Let us however hail the courage of the new tenant of the Élysée Palace and his lucidity, which so often is lacking in European decision makers. Let us acknowledge his desire to change things and to get Europe out of this bad situation.
Thus, he points to a number of tests, present and future, and invites to find political answers, rather than technical ones. He is fully aware that European jargon is fundamentally incapable of persuading hearts and minds.
The president’s speech is original in so far as it does not mention instruments or tools, but speaks of culture and common values. Notwithstanding the blows that some in Poland and Hungary are dealing them, common values are at the heart of what brings us together.
They are central to our Union and to our future. They are the only way to come to grips with what divides us, to understand it so we can overcome it. Common values can help us lay the foundations of a Europe that is self-reliant, sovereign and resilient. A Europe that is capable of taking risks. To ignore our values is to run headlong towards a collective collapse and ultimate insignificance.
Through concrete steps – be they language and cultural exchanges among young people; establishing a new partnership with Africa (which I ardently hope for); harmonizing our tax-policies or creating a common budget – the road Macron is showing us is absolutely relevant.
Belgium must use this as an opportunity to rouse a united Europe―of which she was a founding member―and to bring European citizens closer to a struggle which is still worth fighting for.
Replacement of the Belgian F-16’s: a test of European resolve
It is particularly relevant―in an increasingly unstable world―to develop a genuine European Defence and Intelligence capability. In this respect, the replacement of our F-16 fighter planes is a real test.
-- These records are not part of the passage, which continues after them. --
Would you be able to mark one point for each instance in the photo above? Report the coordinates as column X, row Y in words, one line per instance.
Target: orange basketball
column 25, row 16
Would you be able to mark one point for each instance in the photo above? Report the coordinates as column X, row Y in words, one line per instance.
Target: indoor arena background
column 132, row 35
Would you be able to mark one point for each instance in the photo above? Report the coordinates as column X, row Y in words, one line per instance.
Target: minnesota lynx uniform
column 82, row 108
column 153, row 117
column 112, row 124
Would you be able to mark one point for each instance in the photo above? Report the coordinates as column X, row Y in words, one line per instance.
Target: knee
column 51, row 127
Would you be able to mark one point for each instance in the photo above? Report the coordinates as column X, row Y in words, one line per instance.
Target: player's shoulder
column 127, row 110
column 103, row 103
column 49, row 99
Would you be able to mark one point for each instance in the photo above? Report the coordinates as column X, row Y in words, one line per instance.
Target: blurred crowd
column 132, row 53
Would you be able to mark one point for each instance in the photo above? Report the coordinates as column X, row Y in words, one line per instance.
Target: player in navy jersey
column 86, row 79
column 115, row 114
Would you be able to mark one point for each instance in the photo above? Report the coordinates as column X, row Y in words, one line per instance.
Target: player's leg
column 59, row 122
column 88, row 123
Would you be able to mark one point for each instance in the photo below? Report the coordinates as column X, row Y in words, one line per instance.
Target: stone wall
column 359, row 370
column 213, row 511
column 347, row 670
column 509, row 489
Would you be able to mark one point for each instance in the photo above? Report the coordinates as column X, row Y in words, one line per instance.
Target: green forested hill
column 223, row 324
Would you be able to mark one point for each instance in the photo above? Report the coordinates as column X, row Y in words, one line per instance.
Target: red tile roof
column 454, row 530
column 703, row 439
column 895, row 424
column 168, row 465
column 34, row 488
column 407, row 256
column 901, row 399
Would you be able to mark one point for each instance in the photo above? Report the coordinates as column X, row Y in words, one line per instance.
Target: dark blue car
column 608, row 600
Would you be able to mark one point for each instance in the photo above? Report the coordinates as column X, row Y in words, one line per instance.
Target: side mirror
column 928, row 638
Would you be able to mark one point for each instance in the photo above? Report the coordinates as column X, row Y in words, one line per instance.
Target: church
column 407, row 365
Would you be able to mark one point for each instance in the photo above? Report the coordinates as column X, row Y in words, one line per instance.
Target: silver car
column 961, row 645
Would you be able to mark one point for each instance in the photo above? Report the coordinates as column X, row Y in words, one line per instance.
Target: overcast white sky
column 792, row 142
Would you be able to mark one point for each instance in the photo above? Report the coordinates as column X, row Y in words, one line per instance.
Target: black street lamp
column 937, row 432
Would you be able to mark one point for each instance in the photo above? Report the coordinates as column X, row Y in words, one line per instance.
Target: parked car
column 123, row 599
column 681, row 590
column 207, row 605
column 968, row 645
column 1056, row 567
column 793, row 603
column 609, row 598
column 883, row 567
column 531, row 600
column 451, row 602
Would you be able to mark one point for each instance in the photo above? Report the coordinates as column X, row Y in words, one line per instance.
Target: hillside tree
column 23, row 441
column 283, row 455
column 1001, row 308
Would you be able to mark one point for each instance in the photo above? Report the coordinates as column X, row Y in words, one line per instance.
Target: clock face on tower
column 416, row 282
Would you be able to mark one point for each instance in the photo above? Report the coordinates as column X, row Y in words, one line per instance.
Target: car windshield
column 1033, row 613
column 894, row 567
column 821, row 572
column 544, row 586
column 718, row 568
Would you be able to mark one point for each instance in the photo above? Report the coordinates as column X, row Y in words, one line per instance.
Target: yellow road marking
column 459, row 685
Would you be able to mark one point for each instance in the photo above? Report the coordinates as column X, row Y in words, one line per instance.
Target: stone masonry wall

The offer of an enhanced partnership made by France in at early September is a step in the right direction. The irritated and conceited answer given on 5 October by the “Belgian” Minister of defence, Steven Vandeput, seems to privilege regional interests above the future of Europe in this respect.
Let us hope that, nonetheless, the game is not over and that the Michel government will show foresight, along-term vision and impartiality when the chips are down.
Yes, let us without further ado, answer the French President’s call and participate with civil society in the grand debate to re-found and foster Europe. Let us not squander this exceptional opportunity to forge our common future and to fight against all forms of extremism.
Another Europe is possible. It is up to us to invent it!